Das neue Verzeichnis mit den Beispielen liegt in "ora" unter "webapps". (Ganz normal im Tomcat, also ohne J2EE). Wo finde ich jetzt die UserInfoBean?

Stefan


----------



## TheRocker (18. Mai 2004)

Bitte, bitte, bitte. Kann mal jemand einem Anfänger helfen?  :cry: 

Müsste es nicht eine "UserInfoBean.class" geben, damit das Beispiel funktioniert? Also, das Beispiel funktioniert ja, aber die Datei gibt es nicht auf meiner Festplatte.  :roll: Nur eine "UserInfoBean.java" - wenn ich da irgend etwas drin ändere, z.B. einen Methodennamen ändere (um einen Fehler zu provozieren), läuft das Beispiel wie bisher. Anscheinend wird auf die "UserInfoBean.java" gar nicht zugegriffen.

Bitte helft mir.

Stefan


----------



## bygones (18. Mai 2004)

wenn es eine Klasse com.ora.jsp.beans.userinfo.UserInfoBean gibt, muss es eine Ordner Struktur geben die wie folgt aussieht:
com/ora/jsp/beans/userinfo/

wenn es ein tomcat project ist müsste doch im webapps von tomcat ein .war file der Webapplikation liegen - das ist im prinzip nichts anderes als ein jar file - d.h. schau es dir mal mit einem Entpacker an, da müsste dann diese Ordner Struktur drin sein und dann auch dei Bean


----------



## TheRocker (18. Mai 2004)

Ja, es sind Beispiele für Tomcat. War-Dateien sind allerdings nicht vorhanden.

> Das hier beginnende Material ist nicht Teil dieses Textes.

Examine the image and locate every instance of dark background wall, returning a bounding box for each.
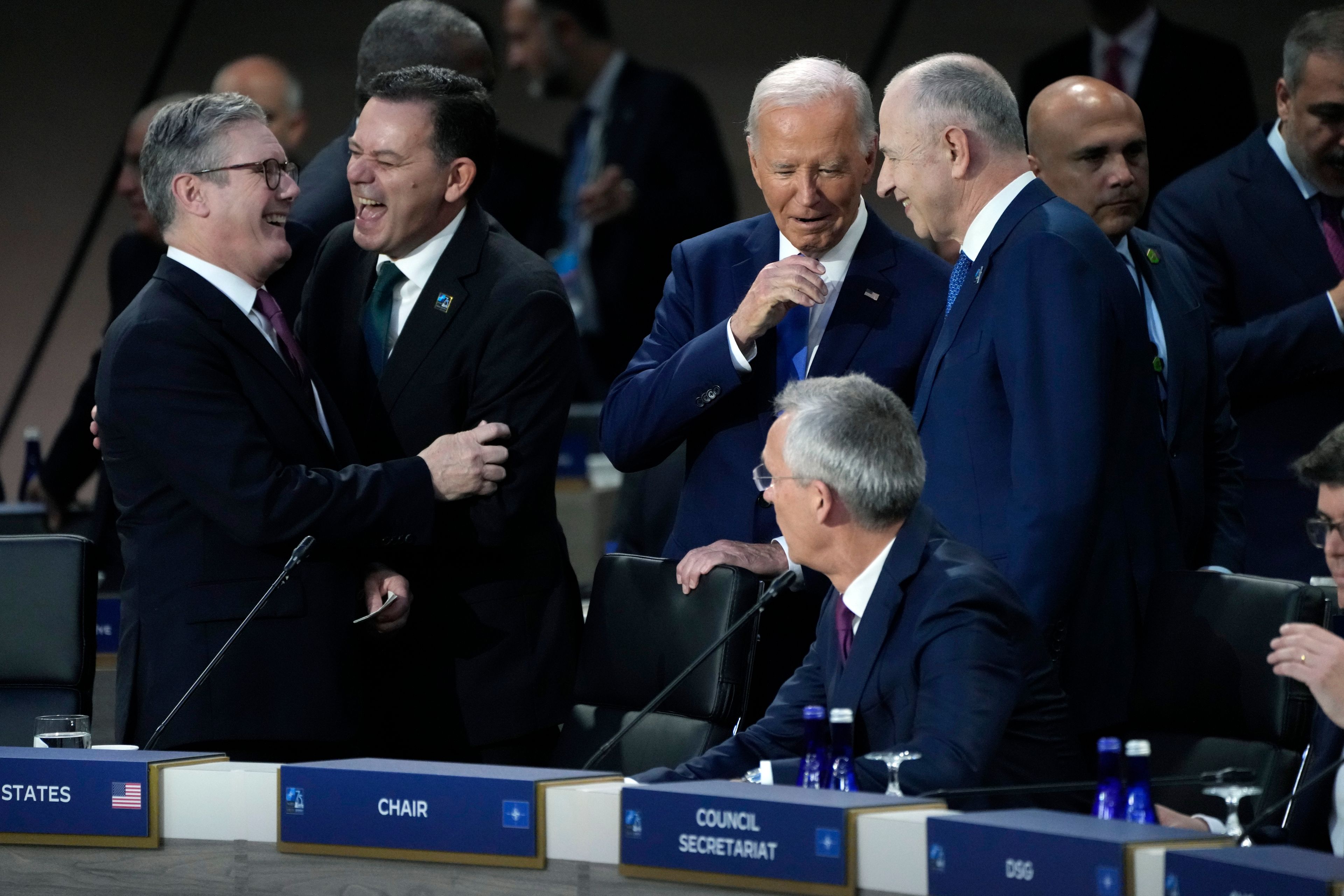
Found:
[0,0,1313,498]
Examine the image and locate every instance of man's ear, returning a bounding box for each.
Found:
[443,156,476,203]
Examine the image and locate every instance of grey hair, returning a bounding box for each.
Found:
[1283,5,1344,93]
[355,0,495,96]
[774,373,925,531]
[746,56,878,156]
[887,52,1027,152]
[140,93,266,232]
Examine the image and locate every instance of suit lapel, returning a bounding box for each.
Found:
[831,504,933,709]
[914,177,1055,427]
[378,200,488,411]
[808,212,896,376]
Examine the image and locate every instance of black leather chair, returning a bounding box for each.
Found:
[552,553,761,775]
[0,535,98,747]
[1130,572,1326,818]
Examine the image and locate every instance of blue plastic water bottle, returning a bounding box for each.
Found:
[831,709,859,791]
[1093,737,1124,818]
[1125,740,1157,825]
[19,426,42,501]
[798,707,831,790]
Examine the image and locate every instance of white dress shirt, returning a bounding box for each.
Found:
[1091,7,1157,97]
[165,246,335,446]
[1265,118,1344,333]
[376,205,466,355]
[724,196,868,373]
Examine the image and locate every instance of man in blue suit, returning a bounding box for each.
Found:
[878,54,1180,732]
[1027,77,1246,572]
[638,373,1080,794]
[602,59,947,575]
[1152,7,1344,580]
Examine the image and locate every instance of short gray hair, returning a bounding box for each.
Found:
[140,93,266,232]
[746,56,878,156]
[887,52,1027,152]
[774,373,925,531]
[1283,5,1344,93]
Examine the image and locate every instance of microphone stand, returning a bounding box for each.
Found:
[144,535,313,750]
[583,569,798,771]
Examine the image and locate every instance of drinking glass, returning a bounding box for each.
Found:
[1204,784,1261,837]
[32,716,93,750]
[864,750,923,797]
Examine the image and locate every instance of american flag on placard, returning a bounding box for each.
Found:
[112,780,140,809]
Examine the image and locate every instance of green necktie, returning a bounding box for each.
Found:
[360,261,405,378]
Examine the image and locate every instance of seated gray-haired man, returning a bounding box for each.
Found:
[637,373,1082,794]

Aber in dem downgeloadeten Verzeichnis liegt ein weiteres, WEB-INF, und in diesem ein lib-Verzeichnis. Dort finde ich ein paar Jar-Dateien. Nur heisst keine von denen "UserInfoBean" oder ähnlich. Vielleicht muss das auch nicht so sein und die gesuchte Klasse befindet sich in einer dieser Jar-Dateien. Was muss ich machen, um die zu entpacken? (Ich besitze keine besonderen Tools, programmiere sozusagen zufuss.) Ist es denn richtig, dass die Beans in eine Jar-Datei gehören? Und woher "weiss" JSP wie die Jar-Datei heisst, b.z.w. wie kann ich das in Erfahrung bringen?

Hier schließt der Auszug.